La quatrième chambre correctionnelle de la cour d'appel du Hainaut a réformé, jeudi, un jugement qui avait condamné une femme d'une peine de six ans de prison ferme pour un incendie volontaire commis en juin 2020 à Châtelet. F.D écope d'une peine de cinq ans, assortie d'un sursis probatoire de cinq ans pour ce qui excède deux ans de prison ferme. Elle était détenue depuis les faits.

Le feu avait été bouté devant une habitation située le long de la rue Maréchal Foch, la nuit du 5 au 6 juin 2020, vers 01h00.

Un témoin avait vu l'incendiaire. Il s'agissait d'une femme, encapuchonnée dans un sweat-shirt, qui a déversé de l'essence sur le volet en bois de la maison avant d'y bouter le feu et de prendre la fuite.

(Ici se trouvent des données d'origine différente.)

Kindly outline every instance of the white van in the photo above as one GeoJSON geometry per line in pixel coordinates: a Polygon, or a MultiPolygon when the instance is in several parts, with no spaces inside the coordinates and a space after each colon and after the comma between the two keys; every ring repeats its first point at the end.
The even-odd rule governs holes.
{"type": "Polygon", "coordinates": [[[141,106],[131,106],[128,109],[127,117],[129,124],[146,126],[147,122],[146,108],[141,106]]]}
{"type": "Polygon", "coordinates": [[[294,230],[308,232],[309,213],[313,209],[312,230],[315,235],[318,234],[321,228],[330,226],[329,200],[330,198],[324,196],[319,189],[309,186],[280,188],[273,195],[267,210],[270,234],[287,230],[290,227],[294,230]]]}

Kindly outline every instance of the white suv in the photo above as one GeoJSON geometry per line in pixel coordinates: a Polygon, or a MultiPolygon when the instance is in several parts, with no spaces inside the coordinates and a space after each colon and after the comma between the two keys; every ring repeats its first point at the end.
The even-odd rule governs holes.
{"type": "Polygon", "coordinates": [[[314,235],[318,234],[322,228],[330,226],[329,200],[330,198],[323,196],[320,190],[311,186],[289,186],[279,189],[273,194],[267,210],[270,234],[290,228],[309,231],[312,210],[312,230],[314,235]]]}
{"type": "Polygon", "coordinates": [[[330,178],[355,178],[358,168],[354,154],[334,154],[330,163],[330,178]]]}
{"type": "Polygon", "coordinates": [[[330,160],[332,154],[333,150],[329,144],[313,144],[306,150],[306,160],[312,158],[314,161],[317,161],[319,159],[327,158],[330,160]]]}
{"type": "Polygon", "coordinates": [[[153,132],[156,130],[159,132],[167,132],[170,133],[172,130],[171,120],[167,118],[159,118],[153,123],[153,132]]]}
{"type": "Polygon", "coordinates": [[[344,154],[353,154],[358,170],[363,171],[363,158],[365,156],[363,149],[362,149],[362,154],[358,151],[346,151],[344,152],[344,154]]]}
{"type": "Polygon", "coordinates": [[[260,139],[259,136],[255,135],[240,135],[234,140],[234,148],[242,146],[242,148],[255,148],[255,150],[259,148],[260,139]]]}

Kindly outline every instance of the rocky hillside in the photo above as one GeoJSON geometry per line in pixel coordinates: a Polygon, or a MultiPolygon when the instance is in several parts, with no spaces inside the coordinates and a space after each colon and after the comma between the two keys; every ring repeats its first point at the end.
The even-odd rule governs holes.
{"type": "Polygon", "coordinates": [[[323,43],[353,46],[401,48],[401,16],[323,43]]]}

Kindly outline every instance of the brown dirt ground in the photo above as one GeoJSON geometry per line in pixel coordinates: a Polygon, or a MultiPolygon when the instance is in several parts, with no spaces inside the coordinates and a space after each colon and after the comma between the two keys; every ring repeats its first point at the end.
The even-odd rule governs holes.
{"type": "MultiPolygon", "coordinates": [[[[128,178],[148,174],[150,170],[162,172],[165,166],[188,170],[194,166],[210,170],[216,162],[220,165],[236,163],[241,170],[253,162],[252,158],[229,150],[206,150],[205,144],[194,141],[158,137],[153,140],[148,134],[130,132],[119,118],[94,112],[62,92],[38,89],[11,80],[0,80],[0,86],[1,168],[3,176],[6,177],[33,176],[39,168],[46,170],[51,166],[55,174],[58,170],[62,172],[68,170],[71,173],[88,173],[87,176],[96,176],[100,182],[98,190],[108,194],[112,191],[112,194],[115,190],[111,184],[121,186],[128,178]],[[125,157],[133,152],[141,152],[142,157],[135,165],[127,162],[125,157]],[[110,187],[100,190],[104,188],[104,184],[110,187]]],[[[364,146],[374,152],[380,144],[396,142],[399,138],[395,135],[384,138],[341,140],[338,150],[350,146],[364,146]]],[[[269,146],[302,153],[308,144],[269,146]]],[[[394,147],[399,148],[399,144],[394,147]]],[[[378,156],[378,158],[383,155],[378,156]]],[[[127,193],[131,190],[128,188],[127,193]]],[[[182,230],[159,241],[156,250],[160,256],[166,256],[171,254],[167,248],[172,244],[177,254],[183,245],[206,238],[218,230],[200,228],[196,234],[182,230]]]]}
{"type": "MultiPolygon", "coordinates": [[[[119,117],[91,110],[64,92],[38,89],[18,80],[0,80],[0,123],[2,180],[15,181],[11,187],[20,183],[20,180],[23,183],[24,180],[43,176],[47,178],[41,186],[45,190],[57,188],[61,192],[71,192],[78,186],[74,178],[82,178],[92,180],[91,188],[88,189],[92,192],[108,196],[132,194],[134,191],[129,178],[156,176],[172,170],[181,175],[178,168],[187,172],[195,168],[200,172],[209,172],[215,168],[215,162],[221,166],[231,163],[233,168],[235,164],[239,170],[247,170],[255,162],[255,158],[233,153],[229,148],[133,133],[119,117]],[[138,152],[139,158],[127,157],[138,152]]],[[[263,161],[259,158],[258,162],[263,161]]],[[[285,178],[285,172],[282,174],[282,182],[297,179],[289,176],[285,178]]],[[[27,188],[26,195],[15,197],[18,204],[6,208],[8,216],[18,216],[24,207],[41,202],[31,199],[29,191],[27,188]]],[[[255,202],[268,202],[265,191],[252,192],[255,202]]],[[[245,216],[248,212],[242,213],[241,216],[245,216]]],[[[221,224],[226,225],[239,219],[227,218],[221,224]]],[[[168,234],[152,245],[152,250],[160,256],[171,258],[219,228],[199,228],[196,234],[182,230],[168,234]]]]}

Ce témoin avait eu le temps d'avertir les habitants de la maison.

L'incendiaire a pu être identifiée rapidement. Elle était montée dans une voiture immatriculée à son nom, filmée par les caméras urbaines sur la place d'Arenberg. Elle a été interpellée chez sa mère.

Selon l'accusation, le fils des propriétaires de la maison incendiée avait une dette à l'égard de la jeune femme. Comme il refusait de rembourser, elle s'est vengée.

En appel, Me Yannick Balsarini avait plaidé un sursis probatoire. La cour y a fait droit mais pour ce qui excède deux ans de détention.

La voiture de la condamnée a été confisquée.